Particules fines en Île‐de‐France : s’ils étaient élus, ça changerait quoi ?

Alors qu'un épisode de pollution aux particules fines touche Paris ce mardi, zoom sur les mesures antipollution proposées par les candidats aux régionales en Île-de-France.

Prioritaire pour les uns, secondaire pour les autres, la lutte contre la pollution est au coeur de la campagne des régionales.
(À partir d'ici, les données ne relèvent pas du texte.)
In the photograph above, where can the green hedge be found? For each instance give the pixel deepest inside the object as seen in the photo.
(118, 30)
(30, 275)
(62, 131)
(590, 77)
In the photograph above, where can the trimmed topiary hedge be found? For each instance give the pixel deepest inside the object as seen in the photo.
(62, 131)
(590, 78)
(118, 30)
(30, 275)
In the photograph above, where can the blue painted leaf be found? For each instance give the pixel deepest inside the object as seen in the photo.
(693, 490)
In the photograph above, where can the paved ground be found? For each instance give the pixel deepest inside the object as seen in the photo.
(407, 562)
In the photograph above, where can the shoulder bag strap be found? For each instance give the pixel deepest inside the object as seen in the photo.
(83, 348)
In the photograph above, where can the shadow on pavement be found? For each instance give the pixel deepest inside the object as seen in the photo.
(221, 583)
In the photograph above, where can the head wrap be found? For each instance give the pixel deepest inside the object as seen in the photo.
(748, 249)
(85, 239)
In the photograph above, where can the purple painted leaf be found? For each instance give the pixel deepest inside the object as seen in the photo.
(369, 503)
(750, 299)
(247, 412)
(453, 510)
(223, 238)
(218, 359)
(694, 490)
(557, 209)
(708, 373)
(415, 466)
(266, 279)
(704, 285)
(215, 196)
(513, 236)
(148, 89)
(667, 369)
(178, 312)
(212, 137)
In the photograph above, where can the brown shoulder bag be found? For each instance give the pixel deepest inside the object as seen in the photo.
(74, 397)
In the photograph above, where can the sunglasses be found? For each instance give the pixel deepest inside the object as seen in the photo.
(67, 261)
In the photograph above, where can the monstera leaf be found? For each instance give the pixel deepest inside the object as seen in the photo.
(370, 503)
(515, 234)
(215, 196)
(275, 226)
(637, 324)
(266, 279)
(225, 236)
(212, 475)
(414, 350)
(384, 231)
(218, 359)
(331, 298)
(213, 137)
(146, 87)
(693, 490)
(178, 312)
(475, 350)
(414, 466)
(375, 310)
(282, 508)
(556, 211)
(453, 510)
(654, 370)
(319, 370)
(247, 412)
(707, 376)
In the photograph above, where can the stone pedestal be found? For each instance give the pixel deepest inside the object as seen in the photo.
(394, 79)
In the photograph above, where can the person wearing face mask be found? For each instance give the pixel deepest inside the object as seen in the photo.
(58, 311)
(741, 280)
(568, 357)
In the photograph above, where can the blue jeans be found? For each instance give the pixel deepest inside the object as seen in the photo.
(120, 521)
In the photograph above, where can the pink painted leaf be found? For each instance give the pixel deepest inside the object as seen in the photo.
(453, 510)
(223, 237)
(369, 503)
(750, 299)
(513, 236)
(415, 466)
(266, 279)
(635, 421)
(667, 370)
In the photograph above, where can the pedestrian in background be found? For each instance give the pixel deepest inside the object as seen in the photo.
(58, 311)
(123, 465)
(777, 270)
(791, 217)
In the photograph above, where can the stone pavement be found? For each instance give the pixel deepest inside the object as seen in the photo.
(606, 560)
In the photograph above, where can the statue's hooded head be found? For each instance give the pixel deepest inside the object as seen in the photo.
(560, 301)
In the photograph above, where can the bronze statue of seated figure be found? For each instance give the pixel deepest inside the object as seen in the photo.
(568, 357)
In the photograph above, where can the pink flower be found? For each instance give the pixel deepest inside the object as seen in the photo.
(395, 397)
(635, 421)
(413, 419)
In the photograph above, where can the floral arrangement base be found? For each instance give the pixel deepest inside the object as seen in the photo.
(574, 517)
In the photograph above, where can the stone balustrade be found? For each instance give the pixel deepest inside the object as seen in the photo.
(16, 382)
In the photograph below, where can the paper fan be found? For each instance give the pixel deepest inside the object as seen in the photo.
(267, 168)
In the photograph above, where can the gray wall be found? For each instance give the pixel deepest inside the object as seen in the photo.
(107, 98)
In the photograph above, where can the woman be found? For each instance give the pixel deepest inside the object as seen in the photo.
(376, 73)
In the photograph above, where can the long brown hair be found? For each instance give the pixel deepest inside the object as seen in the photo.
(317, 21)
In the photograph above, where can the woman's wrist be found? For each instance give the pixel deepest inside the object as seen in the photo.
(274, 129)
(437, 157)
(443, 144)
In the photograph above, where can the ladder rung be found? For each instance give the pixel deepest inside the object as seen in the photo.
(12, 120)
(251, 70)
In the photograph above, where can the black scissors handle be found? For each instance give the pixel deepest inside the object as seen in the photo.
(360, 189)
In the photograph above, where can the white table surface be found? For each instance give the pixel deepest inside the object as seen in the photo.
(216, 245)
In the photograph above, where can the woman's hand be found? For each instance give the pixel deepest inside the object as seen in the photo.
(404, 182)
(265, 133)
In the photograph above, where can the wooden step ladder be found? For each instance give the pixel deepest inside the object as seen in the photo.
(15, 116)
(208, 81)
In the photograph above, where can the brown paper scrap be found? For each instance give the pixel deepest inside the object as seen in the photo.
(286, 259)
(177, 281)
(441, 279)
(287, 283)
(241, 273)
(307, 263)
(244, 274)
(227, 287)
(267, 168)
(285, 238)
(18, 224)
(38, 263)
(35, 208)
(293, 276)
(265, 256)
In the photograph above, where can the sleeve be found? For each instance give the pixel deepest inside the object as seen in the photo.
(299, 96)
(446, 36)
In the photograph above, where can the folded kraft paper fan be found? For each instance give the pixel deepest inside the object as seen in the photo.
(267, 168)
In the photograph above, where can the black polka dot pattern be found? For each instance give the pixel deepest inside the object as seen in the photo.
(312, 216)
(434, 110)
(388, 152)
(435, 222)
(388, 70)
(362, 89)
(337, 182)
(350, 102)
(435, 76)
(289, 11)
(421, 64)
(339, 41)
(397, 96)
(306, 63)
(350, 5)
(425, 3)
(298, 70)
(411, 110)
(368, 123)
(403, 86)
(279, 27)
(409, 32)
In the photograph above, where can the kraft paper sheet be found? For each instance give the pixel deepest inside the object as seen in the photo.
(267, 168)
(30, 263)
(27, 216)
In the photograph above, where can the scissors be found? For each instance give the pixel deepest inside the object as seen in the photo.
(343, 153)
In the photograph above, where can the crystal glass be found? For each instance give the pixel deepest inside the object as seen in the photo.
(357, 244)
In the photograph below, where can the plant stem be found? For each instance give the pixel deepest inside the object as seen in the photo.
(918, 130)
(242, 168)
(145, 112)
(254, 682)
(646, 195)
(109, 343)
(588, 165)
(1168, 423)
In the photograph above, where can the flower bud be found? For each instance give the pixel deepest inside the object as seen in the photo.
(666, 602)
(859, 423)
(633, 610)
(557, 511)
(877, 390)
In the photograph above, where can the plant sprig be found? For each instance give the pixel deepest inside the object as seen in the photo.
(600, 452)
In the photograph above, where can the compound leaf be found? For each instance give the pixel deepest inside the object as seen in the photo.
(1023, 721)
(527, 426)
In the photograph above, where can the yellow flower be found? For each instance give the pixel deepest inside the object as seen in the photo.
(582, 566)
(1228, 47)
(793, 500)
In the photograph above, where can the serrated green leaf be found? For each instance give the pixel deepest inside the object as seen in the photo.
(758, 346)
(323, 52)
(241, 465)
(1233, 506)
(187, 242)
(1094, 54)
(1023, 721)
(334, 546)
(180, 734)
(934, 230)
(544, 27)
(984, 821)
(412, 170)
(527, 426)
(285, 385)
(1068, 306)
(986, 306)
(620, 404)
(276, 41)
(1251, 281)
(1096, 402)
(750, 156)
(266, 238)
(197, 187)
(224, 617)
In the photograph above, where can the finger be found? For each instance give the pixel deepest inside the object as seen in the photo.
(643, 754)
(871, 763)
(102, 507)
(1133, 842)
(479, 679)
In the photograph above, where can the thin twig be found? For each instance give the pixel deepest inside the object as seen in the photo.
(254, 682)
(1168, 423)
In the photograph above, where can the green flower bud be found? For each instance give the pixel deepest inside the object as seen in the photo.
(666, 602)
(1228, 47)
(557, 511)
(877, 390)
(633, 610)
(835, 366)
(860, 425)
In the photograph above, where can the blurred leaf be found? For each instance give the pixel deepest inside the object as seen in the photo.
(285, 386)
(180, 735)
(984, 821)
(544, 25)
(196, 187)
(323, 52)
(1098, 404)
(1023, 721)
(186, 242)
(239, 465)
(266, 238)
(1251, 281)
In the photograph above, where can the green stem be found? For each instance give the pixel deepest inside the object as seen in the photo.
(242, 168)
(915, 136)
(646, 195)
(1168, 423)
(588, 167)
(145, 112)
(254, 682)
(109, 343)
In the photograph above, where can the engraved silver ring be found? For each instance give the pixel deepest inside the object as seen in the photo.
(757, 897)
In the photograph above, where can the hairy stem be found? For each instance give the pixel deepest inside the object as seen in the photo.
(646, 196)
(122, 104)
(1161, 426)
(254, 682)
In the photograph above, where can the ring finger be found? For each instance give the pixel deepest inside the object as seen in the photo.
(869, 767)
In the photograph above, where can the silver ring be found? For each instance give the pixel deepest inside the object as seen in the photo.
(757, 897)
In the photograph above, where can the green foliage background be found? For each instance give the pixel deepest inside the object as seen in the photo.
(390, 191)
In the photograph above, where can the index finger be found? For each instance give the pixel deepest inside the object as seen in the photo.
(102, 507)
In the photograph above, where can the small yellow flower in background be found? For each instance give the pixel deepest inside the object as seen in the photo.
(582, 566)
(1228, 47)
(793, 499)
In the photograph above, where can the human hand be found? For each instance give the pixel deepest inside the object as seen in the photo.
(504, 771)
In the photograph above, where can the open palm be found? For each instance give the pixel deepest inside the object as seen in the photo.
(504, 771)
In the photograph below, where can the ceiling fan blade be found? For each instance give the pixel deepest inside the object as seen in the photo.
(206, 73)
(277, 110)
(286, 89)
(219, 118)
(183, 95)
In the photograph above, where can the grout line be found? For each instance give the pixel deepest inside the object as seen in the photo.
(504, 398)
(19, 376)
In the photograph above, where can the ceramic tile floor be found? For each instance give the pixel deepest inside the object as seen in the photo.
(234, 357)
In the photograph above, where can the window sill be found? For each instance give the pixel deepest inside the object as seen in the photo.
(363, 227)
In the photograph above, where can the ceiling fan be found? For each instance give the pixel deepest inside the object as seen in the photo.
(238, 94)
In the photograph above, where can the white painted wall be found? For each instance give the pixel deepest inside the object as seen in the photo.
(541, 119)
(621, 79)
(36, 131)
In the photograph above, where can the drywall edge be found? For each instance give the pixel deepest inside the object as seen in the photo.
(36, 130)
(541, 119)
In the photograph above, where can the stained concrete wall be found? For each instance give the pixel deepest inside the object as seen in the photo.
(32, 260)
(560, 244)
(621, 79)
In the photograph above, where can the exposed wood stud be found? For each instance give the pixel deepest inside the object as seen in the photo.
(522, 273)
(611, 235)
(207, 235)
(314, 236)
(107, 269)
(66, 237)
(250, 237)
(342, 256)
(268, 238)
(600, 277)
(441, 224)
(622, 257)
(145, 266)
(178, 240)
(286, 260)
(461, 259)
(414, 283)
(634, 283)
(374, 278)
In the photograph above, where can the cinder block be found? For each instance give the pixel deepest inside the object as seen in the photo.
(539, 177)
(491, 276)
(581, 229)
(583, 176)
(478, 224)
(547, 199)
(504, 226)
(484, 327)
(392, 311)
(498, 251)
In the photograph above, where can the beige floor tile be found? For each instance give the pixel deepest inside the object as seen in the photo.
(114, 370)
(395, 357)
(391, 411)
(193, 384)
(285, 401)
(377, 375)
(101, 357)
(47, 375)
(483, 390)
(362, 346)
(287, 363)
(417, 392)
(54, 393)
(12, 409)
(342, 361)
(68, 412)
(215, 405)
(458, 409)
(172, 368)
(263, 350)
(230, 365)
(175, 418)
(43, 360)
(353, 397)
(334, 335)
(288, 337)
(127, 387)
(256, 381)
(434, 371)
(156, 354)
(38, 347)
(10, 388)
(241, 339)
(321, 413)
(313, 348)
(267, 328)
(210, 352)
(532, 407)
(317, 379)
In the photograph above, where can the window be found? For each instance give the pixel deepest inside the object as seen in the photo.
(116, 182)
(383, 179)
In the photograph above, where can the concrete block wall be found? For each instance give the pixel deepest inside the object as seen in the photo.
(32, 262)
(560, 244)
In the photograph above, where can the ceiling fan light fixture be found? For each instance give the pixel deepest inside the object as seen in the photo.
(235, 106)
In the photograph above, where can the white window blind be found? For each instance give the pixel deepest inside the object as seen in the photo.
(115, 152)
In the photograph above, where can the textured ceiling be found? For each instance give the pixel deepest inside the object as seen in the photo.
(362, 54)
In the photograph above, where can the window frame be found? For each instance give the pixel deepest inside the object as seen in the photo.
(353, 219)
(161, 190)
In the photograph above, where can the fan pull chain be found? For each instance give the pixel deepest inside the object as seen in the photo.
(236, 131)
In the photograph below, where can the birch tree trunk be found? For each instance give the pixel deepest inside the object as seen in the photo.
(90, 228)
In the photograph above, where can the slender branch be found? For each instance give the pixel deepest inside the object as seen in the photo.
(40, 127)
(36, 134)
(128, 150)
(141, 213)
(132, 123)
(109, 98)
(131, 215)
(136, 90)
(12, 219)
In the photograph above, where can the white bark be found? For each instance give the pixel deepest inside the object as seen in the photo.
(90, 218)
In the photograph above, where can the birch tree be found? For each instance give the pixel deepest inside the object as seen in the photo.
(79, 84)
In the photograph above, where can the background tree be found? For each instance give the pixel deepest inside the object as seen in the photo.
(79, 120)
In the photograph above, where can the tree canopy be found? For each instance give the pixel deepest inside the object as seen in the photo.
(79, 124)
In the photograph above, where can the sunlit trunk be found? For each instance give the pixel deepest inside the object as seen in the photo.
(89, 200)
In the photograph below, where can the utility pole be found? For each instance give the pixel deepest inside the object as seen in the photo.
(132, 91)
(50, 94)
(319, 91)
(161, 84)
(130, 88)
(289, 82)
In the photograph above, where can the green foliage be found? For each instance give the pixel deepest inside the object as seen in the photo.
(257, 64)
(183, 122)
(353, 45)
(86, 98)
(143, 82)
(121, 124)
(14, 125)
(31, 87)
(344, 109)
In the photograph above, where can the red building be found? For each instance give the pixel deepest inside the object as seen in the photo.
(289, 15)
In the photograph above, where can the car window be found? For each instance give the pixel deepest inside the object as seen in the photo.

La majorité des candidats de la région Île‐de‐France ont dévoilé les mesures qu’ils adopteraient s’ils étaient élus afin de lutter contre l’émission de particules fines, qui touchent régulièrement la capitale.

Plus de modernité pour moins polluer

La plupart d’entre eux, comme Emmanuelle Cosse (EELV), Valérie Pécresse (Les Républicains), Claude Bartolone (PS), Nicolas Dupont‐Aignan (Debout la France) et Pierre Laurent ( PCF/PG)  sont convaincus que l’accent doit être mis sur la modernisation des transports en commun en Île‐de‐France afin de libérer la région des véhicules trop polluants. La candidate écologiste propose une flotte de bus en “zéro diesel” d’ici 2021. Valérie Pécresse parie elle sur le développement des Autolib’ et la création d’une flotte de minibus électriques.

Les poids lourds, cibles préférées des candidats

La problématique de l’engorgement des camions dans la région est elle aussi au centre des propositions des candidats. Pierre Laurent souhaiterait notamment développer les transports ferroviaires et fluviaux comme l’explique le candidat tête de liste PCF aux régionales au site 94.citoyens.com début septembre. Claude Bartolone, tête de liste PS, mise lui sur la création d’une écotaxe applicable sur les poids lourds étrangers en transit en Île‐de‐France, qui semble être l’unique dispositif antipollution proposé par le candidat. Contacté, son service de presse n’a pas répondu à nos demandes de précisions supplémentaires.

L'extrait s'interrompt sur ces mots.